No special equipment is needed to place the PFOB in the lungs of mechanically ventilated infants. PFOB is administered into the breathing tube using a syringe through the side port of the tube.

The first dose of the liquid is administered by a team of neonatologists and respiratory therapists while the infant remains on a ventilator. Ventilation settings, heart rate and blood pressure are documented before and after each dose. The infant’s clinical status and laboratory values will be monitored closely. Based on how well the infant tolerates each treatment dose, the study team will determine when and if additional doses should be given.

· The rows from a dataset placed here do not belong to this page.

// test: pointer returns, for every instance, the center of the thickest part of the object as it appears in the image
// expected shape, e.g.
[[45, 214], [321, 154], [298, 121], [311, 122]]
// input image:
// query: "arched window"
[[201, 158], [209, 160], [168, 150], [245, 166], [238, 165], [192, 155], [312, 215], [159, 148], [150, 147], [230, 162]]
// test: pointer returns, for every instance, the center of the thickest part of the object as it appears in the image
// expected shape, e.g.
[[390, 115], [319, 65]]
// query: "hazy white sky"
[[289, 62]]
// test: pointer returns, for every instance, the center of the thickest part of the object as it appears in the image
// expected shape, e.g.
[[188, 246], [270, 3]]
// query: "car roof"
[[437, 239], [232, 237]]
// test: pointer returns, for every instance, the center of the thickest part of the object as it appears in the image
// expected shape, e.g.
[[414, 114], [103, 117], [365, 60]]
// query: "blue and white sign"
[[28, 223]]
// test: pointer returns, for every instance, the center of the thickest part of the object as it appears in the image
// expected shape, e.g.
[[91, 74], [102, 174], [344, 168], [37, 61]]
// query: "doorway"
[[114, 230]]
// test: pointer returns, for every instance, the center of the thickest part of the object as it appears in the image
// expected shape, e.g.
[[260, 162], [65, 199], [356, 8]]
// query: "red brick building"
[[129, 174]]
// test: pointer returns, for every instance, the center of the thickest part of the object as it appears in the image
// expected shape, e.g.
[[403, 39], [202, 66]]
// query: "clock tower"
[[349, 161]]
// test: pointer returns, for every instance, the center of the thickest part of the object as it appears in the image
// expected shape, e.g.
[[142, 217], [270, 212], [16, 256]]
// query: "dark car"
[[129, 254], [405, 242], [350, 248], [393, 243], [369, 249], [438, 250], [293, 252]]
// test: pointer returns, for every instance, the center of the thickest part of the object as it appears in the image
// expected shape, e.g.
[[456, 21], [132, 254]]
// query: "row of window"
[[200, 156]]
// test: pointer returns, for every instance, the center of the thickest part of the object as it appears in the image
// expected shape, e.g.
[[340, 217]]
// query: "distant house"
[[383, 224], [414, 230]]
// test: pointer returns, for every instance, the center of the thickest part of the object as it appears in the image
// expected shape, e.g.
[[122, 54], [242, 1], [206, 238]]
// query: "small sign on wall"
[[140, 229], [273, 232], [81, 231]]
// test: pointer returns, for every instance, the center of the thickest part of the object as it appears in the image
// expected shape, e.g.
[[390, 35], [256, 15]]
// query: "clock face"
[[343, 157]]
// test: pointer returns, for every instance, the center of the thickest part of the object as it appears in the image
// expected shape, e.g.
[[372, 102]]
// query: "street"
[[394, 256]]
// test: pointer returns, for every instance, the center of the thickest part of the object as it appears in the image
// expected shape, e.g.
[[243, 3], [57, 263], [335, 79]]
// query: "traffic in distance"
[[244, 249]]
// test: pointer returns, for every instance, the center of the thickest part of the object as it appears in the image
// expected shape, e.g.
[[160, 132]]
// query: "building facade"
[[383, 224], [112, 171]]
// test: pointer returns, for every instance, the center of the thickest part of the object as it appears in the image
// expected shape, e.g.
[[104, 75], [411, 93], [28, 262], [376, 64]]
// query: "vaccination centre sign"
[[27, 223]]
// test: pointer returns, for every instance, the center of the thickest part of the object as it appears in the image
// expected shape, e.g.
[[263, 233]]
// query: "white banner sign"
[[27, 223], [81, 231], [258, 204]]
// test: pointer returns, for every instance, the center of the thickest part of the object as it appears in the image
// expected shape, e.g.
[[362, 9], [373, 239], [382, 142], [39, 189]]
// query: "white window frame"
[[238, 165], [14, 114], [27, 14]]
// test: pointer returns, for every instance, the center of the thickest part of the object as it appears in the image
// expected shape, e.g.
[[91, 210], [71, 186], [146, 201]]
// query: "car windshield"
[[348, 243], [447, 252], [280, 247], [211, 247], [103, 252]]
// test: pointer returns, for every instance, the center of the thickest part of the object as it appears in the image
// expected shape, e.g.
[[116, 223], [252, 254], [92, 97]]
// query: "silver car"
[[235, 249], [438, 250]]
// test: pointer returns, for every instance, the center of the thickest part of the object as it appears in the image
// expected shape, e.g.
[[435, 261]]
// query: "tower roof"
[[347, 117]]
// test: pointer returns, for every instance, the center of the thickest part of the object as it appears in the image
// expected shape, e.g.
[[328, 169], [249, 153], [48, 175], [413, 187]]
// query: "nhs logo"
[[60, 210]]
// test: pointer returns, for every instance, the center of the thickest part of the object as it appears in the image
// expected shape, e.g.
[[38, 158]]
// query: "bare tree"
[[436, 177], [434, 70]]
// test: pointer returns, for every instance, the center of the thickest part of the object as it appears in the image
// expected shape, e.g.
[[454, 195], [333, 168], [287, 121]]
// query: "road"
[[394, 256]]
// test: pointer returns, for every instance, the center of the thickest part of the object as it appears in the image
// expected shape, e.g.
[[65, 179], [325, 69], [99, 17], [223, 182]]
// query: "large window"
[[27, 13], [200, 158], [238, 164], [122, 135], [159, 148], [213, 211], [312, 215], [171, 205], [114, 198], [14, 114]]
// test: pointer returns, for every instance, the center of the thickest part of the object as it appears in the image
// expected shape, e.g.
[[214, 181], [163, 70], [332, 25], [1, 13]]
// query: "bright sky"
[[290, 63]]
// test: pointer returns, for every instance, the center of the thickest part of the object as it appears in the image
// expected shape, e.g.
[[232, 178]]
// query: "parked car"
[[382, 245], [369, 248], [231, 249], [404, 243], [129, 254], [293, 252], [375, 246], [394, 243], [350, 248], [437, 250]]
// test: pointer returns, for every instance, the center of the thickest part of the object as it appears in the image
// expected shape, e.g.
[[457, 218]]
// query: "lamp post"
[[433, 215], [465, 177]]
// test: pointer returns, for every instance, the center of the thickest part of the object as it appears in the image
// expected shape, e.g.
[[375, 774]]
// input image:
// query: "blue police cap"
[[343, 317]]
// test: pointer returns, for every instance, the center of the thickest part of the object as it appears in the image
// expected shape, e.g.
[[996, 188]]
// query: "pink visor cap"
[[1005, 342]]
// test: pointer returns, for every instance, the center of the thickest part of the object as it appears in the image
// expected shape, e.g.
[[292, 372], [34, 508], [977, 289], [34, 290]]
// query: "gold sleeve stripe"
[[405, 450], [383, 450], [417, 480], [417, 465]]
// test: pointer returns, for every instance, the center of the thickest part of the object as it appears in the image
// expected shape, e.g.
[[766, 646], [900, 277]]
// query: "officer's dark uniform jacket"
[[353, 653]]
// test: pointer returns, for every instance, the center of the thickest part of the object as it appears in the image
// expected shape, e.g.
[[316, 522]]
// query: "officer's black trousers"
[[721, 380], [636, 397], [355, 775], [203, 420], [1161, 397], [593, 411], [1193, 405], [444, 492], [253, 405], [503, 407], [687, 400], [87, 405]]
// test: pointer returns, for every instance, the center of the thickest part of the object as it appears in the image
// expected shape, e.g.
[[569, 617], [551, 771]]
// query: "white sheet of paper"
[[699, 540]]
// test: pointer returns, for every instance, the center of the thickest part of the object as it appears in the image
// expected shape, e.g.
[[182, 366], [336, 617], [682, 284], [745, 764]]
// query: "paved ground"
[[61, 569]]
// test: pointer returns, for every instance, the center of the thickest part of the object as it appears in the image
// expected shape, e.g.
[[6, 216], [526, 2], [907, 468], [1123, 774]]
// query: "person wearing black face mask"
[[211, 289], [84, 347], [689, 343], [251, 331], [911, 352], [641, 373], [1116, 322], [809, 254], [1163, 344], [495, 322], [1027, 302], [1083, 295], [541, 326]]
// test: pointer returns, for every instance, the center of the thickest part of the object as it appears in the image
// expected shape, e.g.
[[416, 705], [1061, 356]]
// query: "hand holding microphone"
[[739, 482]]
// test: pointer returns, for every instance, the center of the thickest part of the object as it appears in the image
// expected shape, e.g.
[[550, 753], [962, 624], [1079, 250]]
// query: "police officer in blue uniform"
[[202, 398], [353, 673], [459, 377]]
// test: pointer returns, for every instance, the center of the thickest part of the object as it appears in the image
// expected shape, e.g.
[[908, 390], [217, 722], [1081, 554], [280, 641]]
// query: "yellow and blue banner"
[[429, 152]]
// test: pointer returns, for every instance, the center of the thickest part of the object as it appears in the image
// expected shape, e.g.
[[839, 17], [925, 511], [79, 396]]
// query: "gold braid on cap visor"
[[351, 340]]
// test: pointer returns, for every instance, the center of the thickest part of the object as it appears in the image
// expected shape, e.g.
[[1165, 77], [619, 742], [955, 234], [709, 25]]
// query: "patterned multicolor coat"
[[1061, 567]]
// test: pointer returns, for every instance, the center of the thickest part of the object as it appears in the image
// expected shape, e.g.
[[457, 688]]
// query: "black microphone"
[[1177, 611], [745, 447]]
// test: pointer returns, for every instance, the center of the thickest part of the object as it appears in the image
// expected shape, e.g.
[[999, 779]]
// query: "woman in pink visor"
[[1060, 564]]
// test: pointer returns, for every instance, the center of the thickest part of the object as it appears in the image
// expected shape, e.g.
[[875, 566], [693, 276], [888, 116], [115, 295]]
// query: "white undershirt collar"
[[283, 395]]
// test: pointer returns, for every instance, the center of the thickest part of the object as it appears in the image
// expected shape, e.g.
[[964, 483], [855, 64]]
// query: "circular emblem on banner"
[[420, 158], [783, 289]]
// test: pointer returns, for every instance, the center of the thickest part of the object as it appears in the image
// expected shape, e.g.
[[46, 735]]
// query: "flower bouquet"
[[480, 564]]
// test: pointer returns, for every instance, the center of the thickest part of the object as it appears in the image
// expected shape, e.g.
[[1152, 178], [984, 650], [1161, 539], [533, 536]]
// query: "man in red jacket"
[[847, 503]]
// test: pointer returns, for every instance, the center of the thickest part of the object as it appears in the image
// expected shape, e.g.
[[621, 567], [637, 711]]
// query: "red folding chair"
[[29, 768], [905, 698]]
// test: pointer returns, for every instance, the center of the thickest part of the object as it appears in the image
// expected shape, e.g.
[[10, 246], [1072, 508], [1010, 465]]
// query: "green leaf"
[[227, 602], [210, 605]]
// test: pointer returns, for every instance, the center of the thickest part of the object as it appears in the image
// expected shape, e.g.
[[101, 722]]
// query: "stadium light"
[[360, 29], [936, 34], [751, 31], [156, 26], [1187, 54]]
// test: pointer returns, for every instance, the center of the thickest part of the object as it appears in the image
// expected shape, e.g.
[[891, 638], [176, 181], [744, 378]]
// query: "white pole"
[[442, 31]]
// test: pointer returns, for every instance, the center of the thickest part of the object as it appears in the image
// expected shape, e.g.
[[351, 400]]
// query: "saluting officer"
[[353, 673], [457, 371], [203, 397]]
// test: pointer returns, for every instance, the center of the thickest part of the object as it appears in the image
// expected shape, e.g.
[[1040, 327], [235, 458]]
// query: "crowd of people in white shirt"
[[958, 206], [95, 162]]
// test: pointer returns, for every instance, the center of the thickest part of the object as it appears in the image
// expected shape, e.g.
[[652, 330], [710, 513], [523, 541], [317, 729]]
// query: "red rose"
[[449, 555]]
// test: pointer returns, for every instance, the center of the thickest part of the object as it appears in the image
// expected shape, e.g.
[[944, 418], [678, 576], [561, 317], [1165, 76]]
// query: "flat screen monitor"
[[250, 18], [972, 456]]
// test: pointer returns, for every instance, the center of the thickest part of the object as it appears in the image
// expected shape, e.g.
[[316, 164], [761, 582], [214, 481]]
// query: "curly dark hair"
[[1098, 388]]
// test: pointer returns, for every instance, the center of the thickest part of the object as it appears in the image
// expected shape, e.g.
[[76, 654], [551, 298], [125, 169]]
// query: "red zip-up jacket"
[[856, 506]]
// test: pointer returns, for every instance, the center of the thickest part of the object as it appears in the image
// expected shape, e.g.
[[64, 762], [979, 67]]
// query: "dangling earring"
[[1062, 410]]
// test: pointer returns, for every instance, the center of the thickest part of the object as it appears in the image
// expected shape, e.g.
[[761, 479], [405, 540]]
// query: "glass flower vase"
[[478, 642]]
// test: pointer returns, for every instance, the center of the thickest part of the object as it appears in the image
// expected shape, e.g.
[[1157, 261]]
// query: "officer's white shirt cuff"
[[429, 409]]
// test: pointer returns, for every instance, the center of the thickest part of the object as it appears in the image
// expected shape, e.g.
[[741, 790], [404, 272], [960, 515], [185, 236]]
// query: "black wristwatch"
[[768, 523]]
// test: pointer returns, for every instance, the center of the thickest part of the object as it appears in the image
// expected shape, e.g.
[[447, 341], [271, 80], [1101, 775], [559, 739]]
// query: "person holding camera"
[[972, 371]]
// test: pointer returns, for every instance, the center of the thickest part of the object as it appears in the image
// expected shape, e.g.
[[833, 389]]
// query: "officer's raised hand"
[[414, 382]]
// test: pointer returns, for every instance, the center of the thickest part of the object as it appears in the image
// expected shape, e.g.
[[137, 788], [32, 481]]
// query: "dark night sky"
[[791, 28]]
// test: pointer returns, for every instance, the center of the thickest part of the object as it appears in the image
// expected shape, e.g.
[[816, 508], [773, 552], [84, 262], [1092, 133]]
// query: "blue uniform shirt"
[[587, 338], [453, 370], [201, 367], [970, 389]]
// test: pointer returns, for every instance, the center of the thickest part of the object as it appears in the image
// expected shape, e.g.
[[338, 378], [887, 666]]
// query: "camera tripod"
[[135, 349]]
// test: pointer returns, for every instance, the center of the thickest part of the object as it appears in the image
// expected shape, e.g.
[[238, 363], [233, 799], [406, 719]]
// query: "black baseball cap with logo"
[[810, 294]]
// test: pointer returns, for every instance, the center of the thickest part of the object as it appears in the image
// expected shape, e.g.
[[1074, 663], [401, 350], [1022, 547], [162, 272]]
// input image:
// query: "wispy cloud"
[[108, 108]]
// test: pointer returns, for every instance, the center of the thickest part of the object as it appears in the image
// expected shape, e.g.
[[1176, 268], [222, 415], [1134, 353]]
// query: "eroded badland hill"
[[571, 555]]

Filling the lungs with PFOB allows oxygen to be delivered to the tiniest air sacs with increased efficiency. It may also help to clear mucous plugs in the lung and make the lungs less inflamed, which is commonly seen in infants with severe BPD. The hope is that these factors may help the lungs work more efficiently and lessen lung damage.

After infants are on PLV-PFOB for up to 5 or 10 days, they will resume standard BPD care. The PFOB will slowly evaporate from the lungs. The infants will be carefully monitored until hospital discharge and then followed at the CHOP BPD follow-up clinic, directed by Sara DeMauro, MD. Their lung function will be tested at 1 year of age.

Additional study details, including inclusion and exclusion criteria, can be found on ClinicalTrials.gov. Study details »

What’s next?

This first study will allow us to take the first steps in understanding how BPD responds to PFOB-PLV. Our goal is to advance care for infants with severe chronic lung disease. Once this trial establish safety of PFOB-PLV in infants with severe CLD, we hope to expand to efficacy studies at multiple institutions and for other pulmonary diseases.

We believe this has the potential to change the clinical course and outlook for infants with severe CLD and potentially other diagnoses beyond BPD. Ultimately, the aim is to identify new therapies that can help infants with severe chronic lung disease and other breathing problems.